Systematic Investigation of Urea Containing Sidechains in Electrochromic ProDOT and EDOT Copolymers

Abstract

Strategies for the sidechain engineering of conjugated polymers have advanced to include H-bonding functional groups, such as amides, carbamates, and amino acid derivatives, enabling new capabilities in emerging organic electronic device technologies. However, this has been limited to secondary amides and carbamates with limited examples of urea functional groups. Here, the systematic investigation of both the alkyl substituent and the inclusion of a H-bonding urea functional group is reported for a series of 3,4-propylenedioxythiophene (ProDOT) and 3,4-ethylenedioxythiophene (EDOT) copolymers to determine how both modification of the alkyl substituent on ProDOT [hexyloxy (C6) or decyloxy (C10)] and the functional group on EDOT [phthalimide (Ph) or urea (Ur)] alters the optical, electrochemical, and electrochromic properties.

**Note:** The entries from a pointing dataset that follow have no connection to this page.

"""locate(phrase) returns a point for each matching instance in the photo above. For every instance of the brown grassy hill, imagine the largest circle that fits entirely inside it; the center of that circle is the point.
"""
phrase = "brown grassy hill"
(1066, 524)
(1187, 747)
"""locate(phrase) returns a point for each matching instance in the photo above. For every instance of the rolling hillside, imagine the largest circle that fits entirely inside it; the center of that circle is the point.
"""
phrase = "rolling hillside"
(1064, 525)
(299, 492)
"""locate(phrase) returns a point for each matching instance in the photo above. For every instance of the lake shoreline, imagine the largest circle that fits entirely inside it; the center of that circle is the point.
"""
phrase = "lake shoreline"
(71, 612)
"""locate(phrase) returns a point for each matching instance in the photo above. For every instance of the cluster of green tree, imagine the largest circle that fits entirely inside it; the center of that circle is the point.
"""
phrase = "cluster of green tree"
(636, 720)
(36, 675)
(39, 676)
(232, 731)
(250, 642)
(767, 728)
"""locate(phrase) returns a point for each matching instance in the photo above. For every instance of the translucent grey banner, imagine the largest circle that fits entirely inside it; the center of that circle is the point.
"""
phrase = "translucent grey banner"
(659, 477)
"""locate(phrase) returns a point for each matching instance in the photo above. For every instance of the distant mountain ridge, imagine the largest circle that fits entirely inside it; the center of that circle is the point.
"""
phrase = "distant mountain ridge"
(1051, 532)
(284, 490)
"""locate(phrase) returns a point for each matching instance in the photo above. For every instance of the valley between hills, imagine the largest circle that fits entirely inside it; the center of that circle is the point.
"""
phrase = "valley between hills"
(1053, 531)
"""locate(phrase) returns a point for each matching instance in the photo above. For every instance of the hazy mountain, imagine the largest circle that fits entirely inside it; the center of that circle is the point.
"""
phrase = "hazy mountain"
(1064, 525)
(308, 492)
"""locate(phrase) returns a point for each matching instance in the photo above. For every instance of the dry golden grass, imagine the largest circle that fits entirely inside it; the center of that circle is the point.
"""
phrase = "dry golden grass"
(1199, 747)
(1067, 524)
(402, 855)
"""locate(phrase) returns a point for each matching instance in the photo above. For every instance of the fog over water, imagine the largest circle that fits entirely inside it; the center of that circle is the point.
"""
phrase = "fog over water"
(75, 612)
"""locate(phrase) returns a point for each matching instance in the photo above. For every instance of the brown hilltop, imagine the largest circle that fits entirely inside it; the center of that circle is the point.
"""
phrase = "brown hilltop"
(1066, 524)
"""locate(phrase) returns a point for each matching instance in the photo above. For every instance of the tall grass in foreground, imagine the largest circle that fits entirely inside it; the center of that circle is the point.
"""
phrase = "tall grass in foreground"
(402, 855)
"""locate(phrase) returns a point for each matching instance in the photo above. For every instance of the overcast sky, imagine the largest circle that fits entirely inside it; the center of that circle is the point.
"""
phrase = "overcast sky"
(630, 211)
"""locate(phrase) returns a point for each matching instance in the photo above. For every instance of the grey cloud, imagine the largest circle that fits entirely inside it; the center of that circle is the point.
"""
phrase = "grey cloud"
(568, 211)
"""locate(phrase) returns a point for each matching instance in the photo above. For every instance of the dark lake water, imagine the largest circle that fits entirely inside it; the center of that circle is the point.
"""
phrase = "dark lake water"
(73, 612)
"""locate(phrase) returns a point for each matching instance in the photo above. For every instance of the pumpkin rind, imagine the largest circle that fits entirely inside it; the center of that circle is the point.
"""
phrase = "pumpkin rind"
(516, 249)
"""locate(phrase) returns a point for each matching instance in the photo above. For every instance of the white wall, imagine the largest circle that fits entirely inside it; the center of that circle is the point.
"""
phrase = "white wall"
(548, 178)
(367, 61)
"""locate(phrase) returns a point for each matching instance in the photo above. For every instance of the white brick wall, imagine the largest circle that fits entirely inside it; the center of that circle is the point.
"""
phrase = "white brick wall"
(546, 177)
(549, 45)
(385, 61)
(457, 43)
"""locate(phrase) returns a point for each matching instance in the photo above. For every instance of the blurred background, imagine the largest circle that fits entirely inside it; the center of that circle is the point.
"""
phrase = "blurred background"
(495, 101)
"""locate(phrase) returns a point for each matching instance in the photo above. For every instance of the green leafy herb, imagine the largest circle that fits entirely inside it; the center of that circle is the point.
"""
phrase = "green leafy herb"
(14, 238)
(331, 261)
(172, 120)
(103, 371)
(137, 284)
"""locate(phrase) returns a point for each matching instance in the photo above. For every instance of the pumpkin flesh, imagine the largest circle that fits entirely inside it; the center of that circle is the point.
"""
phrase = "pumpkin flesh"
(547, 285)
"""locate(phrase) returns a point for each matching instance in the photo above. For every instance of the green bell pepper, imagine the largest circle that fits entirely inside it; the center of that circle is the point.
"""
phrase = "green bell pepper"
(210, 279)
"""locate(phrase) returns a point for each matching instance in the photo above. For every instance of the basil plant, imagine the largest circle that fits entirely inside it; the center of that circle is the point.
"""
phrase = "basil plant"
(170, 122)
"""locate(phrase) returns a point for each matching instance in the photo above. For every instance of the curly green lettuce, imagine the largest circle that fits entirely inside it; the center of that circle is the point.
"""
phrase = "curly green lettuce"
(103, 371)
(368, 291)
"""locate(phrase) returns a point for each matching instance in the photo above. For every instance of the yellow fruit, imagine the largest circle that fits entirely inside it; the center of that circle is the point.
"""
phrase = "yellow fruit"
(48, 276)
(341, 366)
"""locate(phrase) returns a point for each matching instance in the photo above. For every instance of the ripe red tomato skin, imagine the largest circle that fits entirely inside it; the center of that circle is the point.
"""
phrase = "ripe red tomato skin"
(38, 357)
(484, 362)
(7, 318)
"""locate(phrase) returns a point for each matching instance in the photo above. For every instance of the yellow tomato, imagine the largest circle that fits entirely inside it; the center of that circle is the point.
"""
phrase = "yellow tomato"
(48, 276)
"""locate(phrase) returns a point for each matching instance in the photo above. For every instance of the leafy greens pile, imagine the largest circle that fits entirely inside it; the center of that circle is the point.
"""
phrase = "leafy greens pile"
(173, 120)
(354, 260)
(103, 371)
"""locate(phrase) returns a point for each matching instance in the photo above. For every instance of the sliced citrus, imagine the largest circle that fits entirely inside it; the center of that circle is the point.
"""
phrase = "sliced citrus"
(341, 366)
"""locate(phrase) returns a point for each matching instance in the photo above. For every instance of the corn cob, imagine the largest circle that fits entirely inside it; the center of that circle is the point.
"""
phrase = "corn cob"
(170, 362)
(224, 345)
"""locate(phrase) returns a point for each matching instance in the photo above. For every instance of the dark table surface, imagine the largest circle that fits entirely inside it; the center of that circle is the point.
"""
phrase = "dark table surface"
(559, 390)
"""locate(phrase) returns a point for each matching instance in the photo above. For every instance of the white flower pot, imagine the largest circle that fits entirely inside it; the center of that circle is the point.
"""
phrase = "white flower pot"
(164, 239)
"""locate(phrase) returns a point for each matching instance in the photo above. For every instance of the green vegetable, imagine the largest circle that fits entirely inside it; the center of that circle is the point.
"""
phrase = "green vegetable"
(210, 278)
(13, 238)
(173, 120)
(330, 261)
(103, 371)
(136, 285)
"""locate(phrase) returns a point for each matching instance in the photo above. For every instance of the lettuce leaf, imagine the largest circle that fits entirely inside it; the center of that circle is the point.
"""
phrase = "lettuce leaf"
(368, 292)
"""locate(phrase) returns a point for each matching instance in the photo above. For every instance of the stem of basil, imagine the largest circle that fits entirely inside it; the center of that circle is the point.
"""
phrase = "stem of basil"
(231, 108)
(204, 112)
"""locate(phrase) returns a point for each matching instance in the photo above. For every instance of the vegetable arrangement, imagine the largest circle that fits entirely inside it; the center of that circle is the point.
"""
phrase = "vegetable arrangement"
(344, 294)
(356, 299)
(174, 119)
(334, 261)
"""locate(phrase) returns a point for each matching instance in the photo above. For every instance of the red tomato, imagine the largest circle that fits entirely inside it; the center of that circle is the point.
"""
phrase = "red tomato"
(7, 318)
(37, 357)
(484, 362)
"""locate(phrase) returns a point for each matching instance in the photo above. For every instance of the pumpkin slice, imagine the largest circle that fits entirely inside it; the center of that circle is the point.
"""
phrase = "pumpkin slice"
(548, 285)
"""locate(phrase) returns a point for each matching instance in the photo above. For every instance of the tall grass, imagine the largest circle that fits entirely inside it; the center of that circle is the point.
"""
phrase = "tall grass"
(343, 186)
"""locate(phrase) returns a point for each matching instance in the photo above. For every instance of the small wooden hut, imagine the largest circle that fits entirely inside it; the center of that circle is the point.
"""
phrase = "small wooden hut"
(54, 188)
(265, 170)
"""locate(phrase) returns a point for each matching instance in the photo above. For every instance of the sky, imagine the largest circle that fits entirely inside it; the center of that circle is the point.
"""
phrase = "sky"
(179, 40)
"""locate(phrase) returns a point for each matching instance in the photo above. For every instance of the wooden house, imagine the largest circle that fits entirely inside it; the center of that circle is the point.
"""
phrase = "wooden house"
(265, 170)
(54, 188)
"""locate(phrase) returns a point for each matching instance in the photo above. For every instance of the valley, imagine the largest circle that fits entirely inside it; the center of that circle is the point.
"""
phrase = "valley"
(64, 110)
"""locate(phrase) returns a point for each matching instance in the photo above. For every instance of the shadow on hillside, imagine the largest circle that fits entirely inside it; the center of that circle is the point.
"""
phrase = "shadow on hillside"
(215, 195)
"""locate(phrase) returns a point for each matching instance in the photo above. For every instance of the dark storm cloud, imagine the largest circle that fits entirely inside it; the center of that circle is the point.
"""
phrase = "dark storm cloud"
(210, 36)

The polymers (PC6-Ph, PC6-Ur, PC10-Ph, and PC10-Ur) were synthesized via direct arylation polymerization, and fully characterized via ATR-FTIR, high-temperature NMR, MALDI-TOF, DSC, TGA, AFM, and SEM. ATR-FTIR, NMR, and MALDI-TOF revealed the desired functional groups were retained in the polymer. It was found that the optical and electrochemical properties showed a greater dependence on the pendant substituent identity (phthalimide or urea) rather than the alkyl substituent. Electrochromic characterization revealed a dependence on both the alkyl substituent and functional group identity where proper pairing could yield a 50% reduction in switching time and desirable coloration efficiencies (up to 93 cm2/C). Overall, these findings provide a comprehensive analysis of both the role of the alkyl substituent identity and the inclusion of a urea functional group guiding the future molecular design of electrochromic polymers.